The documentary focuses on the Brooklyn community's identification with the ball club, and with the perennial "wait till next year" attitude of both players and fans associated with the Dodgers' repeated inability to defeat the "upper class" New York Yankees for the World Series title, despite winning several pennants. The Brooklyn players, many of whom lived within and held off-season jobs in the community, were identified with the working-class people. The film portrays the countless agonies, defeats, prayers and tension leading to the World Series title in 1955.

President and general manager Branch Rickey is attributed with the development of the club through his baseball acumen and experience, and several of his innovations, such as the farm system, pitching machines, batting cages, and his decision to integrate the team. Rickey manages some Brooklyn players' resistance to integration and prepares Jackie Robinson for the portrayed shocking reactions from other teams and fans. Jackie's widow Rachel Robinson also discusses these trying times from the Robinsons' point of view. Robinson must pass through a period of isolation prior to being accepted.

Walter O'Malley gains majority ownership of the team and then, following Rickey's departure, total control. With the mass movement of paying fans to the suburbs, inadequate parking and the outdated and dilapidated Ebbets Field leads to O'Malley's failed attempts to convince the power broker Robert Moses, New York City Construction Coordinator, to condemn an O'Malley's chosen Brooklyn property, nearer to transportation infrastructure, for the purpose of building a new geodesic domed stadium. During their last two years in Brooklyn, O'Malley even had the Dodgers play several games each year at Roosevelt Stadium in Jersey City, New Jersey to force Moses to acquiesce and allow a new stadium to be built.

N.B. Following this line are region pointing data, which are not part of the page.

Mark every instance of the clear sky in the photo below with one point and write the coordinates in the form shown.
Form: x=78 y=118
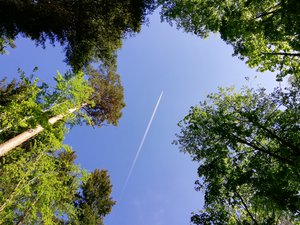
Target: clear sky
x=187 y=68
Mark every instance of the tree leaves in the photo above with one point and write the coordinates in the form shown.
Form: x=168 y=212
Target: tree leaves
x=244 y=142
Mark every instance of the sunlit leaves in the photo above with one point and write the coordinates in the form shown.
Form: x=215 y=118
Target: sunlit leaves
x=244 y=142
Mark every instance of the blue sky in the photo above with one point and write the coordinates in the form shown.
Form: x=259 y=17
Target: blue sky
x=187 y=68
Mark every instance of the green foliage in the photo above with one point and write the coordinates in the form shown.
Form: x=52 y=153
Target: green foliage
x=39 y=181
x=247 y=145
x=107 y=97
x=88 y=29
x=93 y=203
x=265 y=32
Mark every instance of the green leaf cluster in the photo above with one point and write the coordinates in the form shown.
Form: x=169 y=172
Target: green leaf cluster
x=89 y=30
x=247 y=145
x=263 y=32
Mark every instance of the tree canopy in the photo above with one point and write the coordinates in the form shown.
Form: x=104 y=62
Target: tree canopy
x=39 y=181
x=265 y=32
x=247 y=146
x=89 y=30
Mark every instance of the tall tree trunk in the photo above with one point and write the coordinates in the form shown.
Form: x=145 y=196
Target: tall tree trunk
x=26 y=135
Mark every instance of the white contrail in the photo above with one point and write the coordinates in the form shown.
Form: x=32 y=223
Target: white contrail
x=142 y=142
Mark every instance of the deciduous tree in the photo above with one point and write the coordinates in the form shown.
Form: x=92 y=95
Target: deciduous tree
x=247 y=146
x=88 y=30
x=265 y=33
x=96 y=101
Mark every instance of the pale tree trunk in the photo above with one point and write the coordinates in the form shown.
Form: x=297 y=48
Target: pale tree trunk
x=26 y=135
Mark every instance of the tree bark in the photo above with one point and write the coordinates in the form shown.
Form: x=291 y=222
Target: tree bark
x=26 y=135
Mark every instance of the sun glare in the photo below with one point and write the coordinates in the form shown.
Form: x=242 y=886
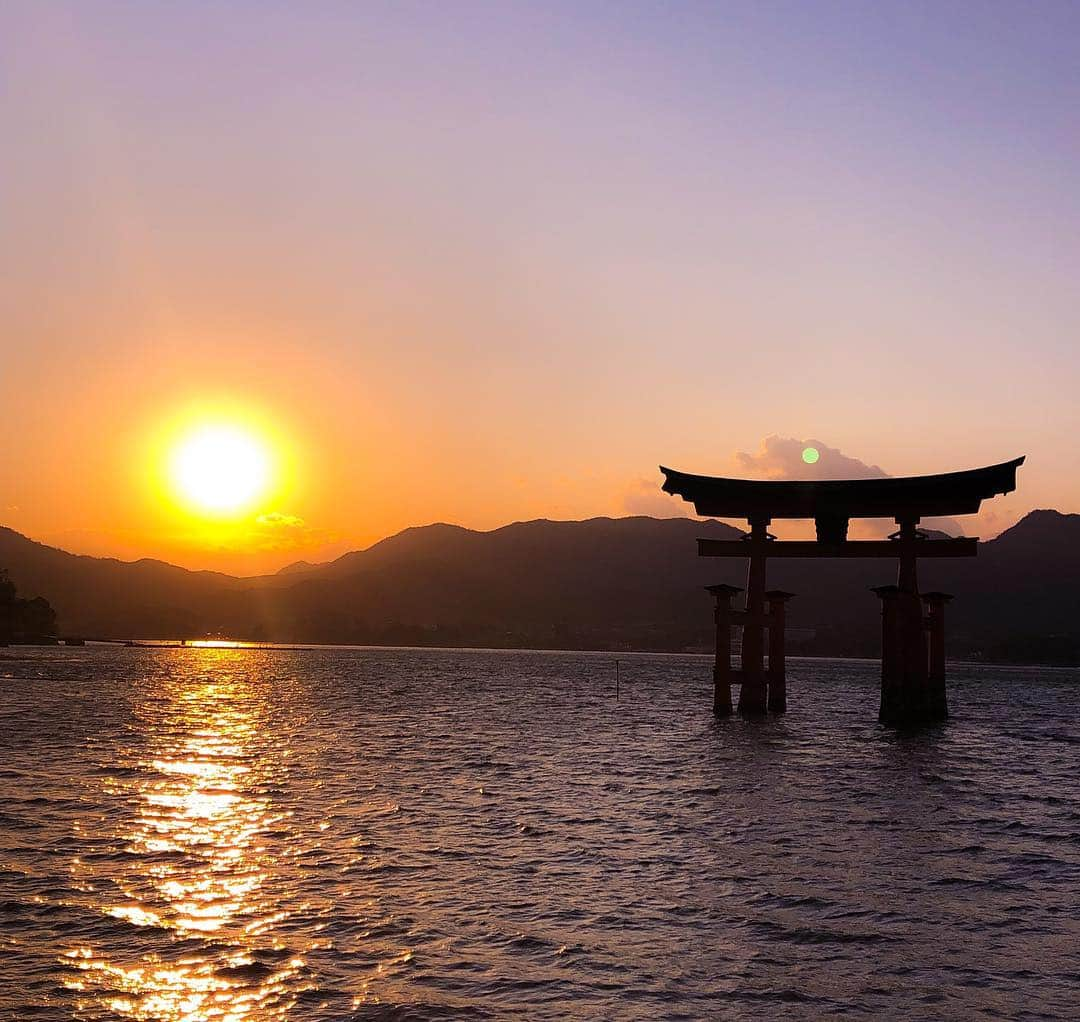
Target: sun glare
x=220 y=469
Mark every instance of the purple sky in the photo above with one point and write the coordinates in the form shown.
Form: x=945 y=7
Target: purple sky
x=491 y=261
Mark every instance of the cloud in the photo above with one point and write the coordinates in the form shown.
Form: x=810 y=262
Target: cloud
x=281 y=530
x=644 y=496
x=280 y=520
x=781 y=457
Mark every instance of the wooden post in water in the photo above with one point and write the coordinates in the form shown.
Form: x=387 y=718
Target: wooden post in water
x=721 y=667
x=936 y=700
x=752 y=694
x=891 y=668
x=778 y=681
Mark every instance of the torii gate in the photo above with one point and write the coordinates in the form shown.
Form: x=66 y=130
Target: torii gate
x=913 y=623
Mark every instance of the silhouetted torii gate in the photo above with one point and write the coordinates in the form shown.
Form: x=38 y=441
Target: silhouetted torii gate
x=913 y=623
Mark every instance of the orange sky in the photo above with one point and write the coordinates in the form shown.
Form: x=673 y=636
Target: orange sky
x=499 y=266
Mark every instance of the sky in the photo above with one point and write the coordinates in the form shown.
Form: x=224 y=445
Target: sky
x=485 y=263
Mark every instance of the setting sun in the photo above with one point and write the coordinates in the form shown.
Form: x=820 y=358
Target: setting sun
x=220 y=468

Moses planned to build a stadium at an alternative location in Queens, that eventually came to fruition in the form of Shea Stadium. The failure to reach an agreement, and offers from the municipality of Los Angeles, leads to New York's loss not only of the Dodgers. O'Malley convinces majority owner, Horace Stoneham of their perennial rival New York Giants, to also move to the west coast. The film records several of Brooklyn's old fans demonizing O'Malley, whose decision to move the team gains him a free grant of 350 acres within the city of Los Angeles, where he builds his dream stadium & prospers.

The documentary omits Don Larson's Perfect Game in the 1956 World Series, as well as Roy Camapanella's automobile accident in 1958, which left him paralyzed from the shoulders down.

Former players, front office personnel and Brooklyn residents (including Larry King and Louis Gossett Jr.) provide commentary on the times and what it was like to be alive in the borough during New York's "Golden Age" of baseball. The film was dedicated to former Dodgers pitcher Clem Labine, who died shortly after production of the film was completed.

==Individuals who appeared during the documentary==

Former Dodgers: Carl Erskine, Duke Snider, Johnny Podres, Clem Labine, Ralph Branca, Buzzie Bavasi (General Manager), Peter O'Malley (former president and son of Walter O'Malley), Joan Hodges (widow of Gil Hodges), Rachel Robinson (widow of Jackie Robinson).